On the individual level, Christians need to rise up to meet the challenges of globalisation in the image of America’s neo-liberal ideology. This ideology views man as self-interested individuals rather than members of a community, as essentially competitive, consumerist and materialistic, given to the maximisation of individual pleasure. This ideology produces a graceless system much like a Darwinian "survival of the fittest" worldview—a view that is clearly contrary to our Christian heritage and message.

Christians have a leadership responsibility for creating a culture in which emphasis is placed on frugality and relationships. On the negative side, as Christian individuals, we can set the example by not yielding to hedonism and planned obsolescence. On the positive side, we give emphasis to the development of strong relationships built on the basis of love, not self-interest. In work, we give emphasis to productivity and profit tempered by compassion and community; seeing our fellow workers not as mere resources or inputs in a production process but as man made in God’s image.

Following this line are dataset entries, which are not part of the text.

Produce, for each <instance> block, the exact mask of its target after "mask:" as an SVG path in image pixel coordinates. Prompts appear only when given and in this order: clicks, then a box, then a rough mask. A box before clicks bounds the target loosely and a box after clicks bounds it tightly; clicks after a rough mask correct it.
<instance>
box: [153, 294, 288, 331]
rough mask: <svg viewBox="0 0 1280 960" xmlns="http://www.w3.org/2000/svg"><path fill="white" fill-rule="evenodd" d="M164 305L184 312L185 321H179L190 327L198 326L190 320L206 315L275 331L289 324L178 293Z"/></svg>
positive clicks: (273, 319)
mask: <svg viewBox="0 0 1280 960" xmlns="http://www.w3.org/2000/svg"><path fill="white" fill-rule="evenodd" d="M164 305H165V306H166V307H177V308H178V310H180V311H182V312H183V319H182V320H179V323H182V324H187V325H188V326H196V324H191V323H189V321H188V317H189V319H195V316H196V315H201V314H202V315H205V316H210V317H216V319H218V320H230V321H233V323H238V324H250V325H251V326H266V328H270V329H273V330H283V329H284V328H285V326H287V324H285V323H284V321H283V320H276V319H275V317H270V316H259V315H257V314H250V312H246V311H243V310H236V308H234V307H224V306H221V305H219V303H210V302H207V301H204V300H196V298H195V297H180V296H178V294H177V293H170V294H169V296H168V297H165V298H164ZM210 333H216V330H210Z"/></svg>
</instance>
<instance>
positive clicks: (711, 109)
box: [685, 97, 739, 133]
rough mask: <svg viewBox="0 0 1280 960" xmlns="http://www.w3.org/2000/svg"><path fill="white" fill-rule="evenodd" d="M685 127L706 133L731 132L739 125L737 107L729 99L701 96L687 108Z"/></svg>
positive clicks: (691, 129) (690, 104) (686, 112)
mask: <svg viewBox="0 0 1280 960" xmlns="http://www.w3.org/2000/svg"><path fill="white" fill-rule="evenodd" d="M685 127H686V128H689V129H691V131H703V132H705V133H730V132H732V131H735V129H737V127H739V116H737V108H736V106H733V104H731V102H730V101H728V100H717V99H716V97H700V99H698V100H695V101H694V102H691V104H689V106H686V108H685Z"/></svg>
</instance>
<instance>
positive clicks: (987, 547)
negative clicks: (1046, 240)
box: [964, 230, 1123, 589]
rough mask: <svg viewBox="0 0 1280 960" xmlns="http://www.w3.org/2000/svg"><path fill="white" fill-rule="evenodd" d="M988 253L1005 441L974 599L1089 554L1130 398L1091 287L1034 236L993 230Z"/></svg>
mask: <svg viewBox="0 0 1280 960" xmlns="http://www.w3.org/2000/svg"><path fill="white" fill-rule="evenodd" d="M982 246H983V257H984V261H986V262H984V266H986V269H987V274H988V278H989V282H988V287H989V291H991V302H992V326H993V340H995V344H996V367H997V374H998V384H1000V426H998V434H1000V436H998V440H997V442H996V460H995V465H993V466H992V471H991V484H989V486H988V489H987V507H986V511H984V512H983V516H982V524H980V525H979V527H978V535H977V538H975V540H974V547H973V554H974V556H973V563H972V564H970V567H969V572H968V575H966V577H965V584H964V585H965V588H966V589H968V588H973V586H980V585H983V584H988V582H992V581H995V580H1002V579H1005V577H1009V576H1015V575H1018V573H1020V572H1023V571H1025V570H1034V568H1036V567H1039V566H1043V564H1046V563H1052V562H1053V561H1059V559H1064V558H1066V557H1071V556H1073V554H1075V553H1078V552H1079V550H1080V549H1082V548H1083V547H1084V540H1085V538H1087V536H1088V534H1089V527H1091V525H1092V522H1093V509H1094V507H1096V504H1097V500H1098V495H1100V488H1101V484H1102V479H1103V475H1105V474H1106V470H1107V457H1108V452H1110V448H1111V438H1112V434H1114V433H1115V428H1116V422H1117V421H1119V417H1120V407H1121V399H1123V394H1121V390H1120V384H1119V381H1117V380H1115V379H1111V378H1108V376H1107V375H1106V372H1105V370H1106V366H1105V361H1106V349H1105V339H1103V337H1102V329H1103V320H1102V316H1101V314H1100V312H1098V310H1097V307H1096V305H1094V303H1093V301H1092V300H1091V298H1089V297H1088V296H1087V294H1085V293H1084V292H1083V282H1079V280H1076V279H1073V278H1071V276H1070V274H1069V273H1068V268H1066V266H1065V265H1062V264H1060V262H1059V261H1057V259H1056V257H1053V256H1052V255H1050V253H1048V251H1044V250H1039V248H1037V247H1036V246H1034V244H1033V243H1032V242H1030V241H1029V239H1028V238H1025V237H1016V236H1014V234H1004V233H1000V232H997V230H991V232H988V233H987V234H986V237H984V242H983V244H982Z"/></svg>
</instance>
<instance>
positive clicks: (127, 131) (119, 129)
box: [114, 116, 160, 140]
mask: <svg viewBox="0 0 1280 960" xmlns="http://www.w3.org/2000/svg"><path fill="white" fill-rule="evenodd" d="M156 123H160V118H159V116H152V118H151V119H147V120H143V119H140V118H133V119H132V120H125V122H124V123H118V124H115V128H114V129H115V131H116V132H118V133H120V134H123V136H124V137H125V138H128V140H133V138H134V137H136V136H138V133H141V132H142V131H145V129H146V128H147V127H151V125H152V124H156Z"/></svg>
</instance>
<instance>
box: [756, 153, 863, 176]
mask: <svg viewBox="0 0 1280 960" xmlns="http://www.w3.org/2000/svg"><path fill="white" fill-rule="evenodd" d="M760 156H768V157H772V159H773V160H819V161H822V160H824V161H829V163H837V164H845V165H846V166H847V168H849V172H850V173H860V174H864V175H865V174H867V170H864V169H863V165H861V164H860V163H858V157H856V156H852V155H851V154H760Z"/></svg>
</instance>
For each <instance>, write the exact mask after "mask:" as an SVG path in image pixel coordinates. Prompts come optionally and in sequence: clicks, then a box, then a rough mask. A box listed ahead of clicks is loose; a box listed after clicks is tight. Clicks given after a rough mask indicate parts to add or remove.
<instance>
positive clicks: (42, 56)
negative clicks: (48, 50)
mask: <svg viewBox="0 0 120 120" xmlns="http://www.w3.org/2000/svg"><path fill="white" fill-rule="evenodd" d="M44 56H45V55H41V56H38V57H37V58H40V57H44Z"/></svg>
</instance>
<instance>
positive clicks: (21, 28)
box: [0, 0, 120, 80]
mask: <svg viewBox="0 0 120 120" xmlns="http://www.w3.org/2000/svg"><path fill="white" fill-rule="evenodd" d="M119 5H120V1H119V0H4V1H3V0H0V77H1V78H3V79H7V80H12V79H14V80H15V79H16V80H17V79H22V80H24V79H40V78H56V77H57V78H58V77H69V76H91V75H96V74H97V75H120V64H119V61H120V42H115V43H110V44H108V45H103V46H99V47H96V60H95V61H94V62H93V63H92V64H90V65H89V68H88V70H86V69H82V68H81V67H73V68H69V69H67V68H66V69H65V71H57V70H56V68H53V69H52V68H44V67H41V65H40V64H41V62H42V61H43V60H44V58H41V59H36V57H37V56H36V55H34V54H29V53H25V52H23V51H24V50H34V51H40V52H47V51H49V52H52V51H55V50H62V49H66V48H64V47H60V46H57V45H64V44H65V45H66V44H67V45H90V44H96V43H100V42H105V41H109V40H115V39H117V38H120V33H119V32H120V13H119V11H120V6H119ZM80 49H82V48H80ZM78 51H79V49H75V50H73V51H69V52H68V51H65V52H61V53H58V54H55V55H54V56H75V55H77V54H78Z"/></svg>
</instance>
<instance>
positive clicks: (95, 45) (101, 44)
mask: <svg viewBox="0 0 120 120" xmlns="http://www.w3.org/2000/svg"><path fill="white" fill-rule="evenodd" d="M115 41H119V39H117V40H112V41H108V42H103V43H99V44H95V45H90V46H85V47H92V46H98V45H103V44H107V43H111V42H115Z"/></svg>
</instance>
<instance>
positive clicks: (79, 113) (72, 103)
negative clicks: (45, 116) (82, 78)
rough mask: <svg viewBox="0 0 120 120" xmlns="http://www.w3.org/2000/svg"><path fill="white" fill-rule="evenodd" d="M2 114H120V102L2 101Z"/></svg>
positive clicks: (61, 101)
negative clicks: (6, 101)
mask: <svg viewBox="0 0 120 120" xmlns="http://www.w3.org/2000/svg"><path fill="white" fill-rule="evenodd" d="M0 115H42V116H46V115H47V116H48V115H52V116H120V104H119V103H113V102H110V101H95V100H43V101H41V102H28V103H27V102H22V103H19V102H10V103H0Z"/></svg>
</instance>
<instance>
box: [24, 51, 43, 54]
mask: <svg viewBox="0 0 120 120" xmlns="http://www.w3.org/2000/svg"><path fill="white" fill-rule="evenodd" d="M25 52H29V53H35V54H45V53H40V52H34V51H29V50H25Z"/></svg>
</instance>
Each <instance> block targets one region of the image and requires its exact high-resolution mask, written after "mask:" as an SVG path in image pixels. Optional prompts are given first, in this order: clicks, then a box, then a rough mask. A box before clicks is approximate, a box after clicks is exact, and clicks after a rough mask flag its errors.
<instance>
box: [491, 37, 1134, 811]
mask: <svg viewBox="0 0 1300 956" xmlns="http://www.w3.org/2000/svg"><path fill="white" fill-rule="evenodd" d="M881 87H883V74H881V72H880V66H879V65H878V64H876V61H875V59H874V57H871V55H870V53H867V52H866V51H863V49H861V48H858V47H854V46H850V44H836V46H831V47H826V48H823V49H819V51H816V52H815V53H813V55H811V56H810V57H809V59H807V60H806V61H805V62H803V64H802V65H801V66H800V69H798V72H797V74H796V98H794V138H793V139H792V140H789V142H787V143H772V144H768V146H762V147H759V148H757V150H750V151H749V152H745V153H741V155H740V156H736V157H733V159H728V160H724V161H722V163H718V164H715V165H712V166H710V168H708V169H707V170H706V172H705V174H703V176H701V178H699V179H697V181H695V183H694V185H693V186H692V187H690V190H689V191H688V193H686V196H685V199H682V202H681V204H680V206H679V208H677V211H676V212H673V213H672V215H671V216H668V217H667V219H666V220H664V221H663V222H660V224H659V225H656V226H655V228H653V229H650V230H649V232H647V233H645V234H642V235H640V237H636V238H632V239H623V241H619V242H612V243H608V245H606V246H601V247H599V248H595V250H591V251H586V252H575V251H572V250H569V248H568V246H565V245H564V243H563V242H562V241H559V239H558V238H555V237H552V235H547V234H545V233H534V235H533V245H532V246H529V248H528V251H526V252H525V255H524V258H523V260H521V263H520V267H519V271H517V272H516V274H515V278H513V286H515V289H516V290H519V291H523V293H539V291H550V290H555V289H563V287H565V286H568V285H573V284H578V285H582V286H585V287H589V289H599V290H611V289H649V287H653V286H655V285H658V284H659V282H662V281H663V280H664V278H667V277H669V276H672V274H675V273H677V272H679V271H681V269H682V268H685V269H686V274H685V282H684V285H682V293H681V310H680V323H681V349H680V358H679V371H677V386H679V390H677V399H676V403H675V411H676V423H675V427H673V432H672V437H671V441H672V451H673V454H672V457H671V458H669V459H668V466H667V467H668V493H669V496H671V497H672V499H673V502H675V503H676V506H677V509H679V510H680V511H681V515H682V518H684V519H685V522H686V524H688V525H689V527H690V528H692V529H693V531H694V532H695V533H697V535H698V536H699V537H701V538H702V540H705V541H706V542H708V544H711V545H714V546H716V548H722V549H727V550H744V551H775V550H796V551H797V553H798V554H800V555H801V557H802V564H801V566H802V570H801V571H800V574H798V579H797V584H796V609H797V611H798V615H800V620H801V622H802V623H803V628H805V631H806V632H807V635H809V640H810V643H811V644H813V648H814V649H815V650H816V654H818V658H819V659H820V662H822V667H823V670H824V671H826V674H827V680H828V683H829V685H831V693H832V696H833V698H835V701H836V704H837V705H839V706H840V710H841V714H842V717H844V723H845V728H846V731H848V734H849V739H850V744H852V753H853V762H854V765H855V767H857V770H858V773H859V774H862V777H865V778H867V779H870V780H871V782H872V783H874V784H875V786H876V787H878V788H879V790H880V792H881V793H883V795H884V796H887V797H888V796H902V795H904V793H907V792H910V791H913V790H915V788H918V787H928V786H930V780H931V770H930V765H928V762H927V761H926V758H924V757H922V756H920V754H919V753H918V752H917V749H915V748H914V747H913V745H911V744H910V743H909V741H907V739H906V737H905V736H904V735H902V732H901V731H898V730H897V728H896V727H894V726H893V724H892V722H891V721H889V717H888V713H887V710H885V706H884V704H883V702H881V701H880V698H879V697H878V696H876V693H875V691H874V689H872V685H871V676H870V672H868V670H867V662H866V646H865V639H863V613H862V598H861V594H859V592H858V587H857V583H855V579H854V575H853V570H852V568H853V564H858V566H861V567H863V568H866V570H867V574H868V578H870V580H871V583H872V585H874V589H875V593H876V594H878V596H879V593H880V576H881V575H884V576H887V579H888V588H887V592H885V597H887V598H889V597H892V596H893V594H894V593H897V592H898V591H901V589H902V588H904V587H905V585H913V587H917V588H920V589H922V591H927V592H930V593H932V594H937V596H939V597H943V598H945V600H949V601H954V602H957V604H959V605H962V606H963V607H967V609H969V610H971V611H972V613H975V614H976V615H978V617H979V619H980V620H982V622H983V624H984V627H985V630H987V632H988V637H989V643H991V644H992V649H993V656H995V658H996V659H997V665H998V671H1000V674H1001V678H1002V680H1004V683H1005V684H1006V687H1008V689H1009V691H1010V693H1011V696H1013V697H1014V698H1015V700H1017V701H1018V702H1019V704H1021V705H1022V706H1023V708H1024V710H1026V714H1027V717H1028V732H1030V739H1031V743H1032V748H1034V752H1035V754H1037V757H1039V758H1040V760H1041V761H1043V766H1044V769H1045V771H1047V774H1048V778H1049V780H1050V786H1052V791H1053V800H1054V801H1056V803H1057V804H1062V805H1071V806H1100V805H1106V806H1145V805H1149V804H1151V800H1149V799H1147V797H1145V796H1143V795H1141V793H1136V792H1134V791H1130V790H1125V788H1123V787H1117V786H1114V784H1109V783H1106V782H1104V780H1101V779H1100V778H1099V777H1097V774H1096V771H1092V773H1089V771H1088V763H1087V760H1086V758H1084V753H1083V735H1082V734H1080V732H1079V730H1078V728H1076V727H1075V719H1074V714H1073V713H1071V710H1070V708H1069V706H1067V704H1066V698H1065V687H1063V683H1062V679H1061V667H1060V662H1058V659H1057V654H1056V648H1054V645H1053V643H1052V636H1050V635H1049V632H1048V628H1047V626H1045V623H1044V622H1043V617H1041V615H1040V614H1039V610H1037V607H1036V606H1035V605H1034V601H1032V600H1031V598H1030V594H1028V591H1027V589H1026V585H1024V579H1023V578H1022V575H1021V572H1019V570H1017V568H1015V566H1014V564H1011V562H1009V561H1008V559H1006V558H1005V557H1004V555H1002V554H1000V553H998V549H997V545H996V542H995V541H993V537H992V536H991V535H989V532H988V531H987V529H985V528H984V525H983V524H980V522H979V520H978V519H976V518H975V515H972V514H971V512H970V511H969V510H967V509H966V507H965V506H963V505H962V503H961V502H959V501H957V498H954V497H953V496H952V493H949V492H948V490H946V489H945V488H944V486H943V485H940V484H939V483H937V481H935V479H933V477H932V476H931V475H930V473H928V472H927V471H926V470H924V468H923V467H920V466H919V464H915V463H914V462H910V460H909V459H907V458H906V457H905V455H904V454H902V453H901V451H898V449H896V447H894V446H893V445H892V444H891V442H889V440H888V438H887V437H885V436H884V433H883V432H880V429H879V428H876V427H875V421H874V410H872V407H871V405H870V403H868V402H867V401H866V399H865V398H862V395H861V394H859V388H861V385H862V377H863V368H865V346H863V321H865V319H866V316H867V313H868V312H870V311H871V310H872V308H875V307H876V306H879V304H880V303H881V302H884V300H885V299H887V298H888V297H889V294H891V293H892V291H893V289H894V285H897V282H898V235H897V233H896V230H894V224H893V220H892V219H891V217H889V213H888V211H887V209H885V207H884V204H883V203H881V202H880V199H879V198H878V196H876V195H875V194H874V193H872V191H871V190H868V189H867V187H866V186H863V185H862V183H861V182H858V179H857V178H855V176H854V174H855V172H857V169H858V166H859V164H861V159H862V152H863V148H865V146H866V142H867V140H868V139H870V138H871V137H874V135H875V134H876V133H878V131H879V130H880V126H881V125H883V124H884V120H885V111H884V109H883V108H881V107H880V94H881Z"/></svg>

The Church as a community must prepare itself for a world that will be increasingly characterised by greater uncertainty in the guise flexibility for it will not be easy to turn the present tide. We must be ready to be a source of comfort and compassion to an increasingly larger proportion of people who will be faced with greater stress and loss of self-respect, and families that may be increasingly dysfunctional. Ready to restore dignity to man as corporations increasingly treat people like commodities to be bought and sold. We are, nevertheless, able to do these things because Christ Jesus our Lord has shown us the way.


Dr Lee Kiong Hock formerly lectured economics at Universiti Malaya. He now lives in the US.